Updated Dec 13, 2018, 5:43:00 AM
Metro Manila (CNN Philippines, December 12) — A legal expert who is one of the framers of the 1987 Constitution warned that the Philippines is partly on its way to a "constitutional authoritarianism."
Speaking to CNN Philippines' The Source on Wednesday, former 1986 Constitutional Commission member Christian Monsod said this is clearly seen in the proposed draft federal constitution created by President Rodrigo Duterte's consultative committee.
"There, a transition president, for which the President (Rodrigo Duterte) is qualified to run in the snap elections, has total powers from the time the new constitution is approved until 2022. Whoever succeeds him also has total powers until federalism is finally implemented," Monsod said.
The proposed draft constitution of the consultative committee bars Duterte from running in the 2022 elections. However, it does not bar him from running in the elections for a transition president and transition vice president.
Under the draft charter, the transition president would head the Federal Transition Commission, which shall "exercise all powers necessary and proper to ensure a smooth, speedy, and successful transition" to federalism.
However, these provisions are absent in the proposed draft constitution passed Tuesday by the House, where it guarantees that the terms of Duterte and Vice President Leni Robredo would not be extended, and that the President would not be allowed to run again in 2022.
But the same draft charter, penned by House Speaker Gloria Macapagal-Arroyo and her allies in the lower chamber, effectively extends the terms of all other public officers until all their successors are elected or appointed.
Threat to democracy?
Monsod also noted how legal cases are used in "going after the opponents of the President," like the drugs charges against opposition Senator Leila de Lima and the quo warranto petition that ousted Maria Lourdes Sereno as chief justice.
While the government has pursued cases against critics of the administration, the Palace maintains that it does not interfere with the judiciary.
In a report by the U.S. Intelligence Community, Duterte was named as one of the leaders in Southeast Asia who pose a threat to democracy and human rights in the region, citing his previous statements where he suggested he could suspend the Constitution, declare a revolutionary government and impose martial law nationwide.
The Palace had rebuked this as "myopic" and "speculative at best."
Duterte has asked Congress to extend martial law in Mindanao for another year, after twice having requested for its extension in July 2017 and December 2017. It granted his request in a 235-28 vote, with one abstention.
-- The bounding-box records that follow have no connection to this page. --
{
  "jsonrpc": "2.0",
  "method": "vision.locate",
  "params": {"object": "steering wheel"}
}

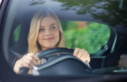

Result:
[20,48,92,75]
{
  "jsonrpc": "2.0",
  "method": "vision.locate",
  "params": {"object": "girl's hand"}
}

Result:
[14,53,40,73]
[73,48,90,63]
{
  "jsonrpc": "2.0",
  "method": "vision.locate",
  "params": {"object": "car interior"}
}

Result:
[0,1,127,81]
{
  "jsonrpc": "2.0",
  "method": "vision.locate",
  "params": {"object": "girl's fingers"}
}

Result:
[77,49,84,58]
[73,48,80,56]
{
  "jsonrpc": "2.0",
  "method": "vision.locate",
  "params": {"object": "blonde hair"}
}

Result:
[28,9,65,54]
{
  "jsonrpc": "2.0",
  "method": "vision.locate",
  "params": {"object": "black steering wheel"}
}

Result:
[20,48,92,75]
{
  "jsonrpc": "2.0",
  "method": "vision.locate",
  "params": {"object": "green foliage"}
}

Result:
[14,25,21,42]
[64,22,110,54]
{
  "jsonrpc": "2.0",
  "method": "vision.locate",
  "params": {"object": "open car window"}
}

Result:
[3,0,127,78]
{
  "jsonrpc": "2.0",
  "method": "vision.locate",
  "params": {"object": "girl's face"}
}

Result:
[37,16,59,50]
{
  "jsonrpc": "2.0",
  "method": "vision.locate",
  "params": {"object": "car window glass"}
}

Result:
[4,0,115,76]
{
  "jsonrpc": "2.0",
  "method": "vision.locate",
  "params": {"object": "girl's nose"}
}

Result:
[45,29,51,35]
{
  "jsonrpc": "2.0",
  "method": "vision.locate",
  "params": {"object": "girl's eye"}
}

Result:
[51,27,55,29]
[39,28,44,31]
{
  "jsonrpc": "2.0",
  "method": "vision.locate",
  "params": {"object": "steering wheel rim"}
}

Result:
[20,48,74,75]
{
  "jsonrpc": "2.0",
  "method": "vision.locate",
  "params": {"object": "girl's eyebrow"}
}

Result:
[49,23,56,26]
[40,23,56,27]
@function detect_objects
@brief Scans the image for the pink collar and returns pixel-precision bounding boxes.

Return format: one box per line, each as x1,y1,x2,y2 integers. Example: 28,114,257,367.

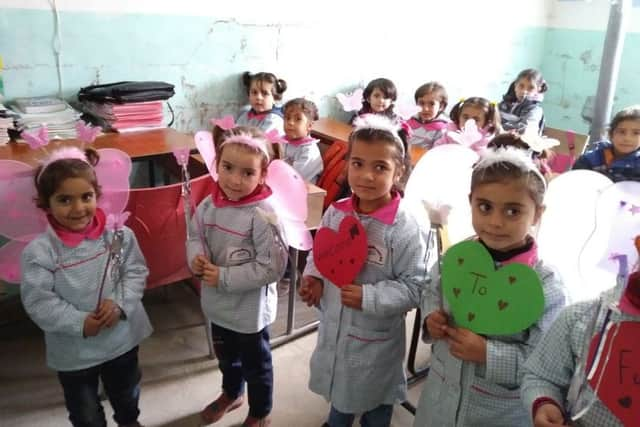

Congress granted Duterte's previous requests for martial law to be extended, while the Supreme Court thrice upheld the declaration and extension of martial law in Mindanao.
Monsod said the continued push to extend martial law beyond the initial 60-day period set by the Constitution is a "throwback to 1972," during the days of the Marcos regime, when martial rule was considered as the ultimate solution to the country's problems.
"One day, somebody will come and say, 'I'll solve all your problems if you give me total powers.' And we will give it to him. And that's how democracy dies," Monsod said.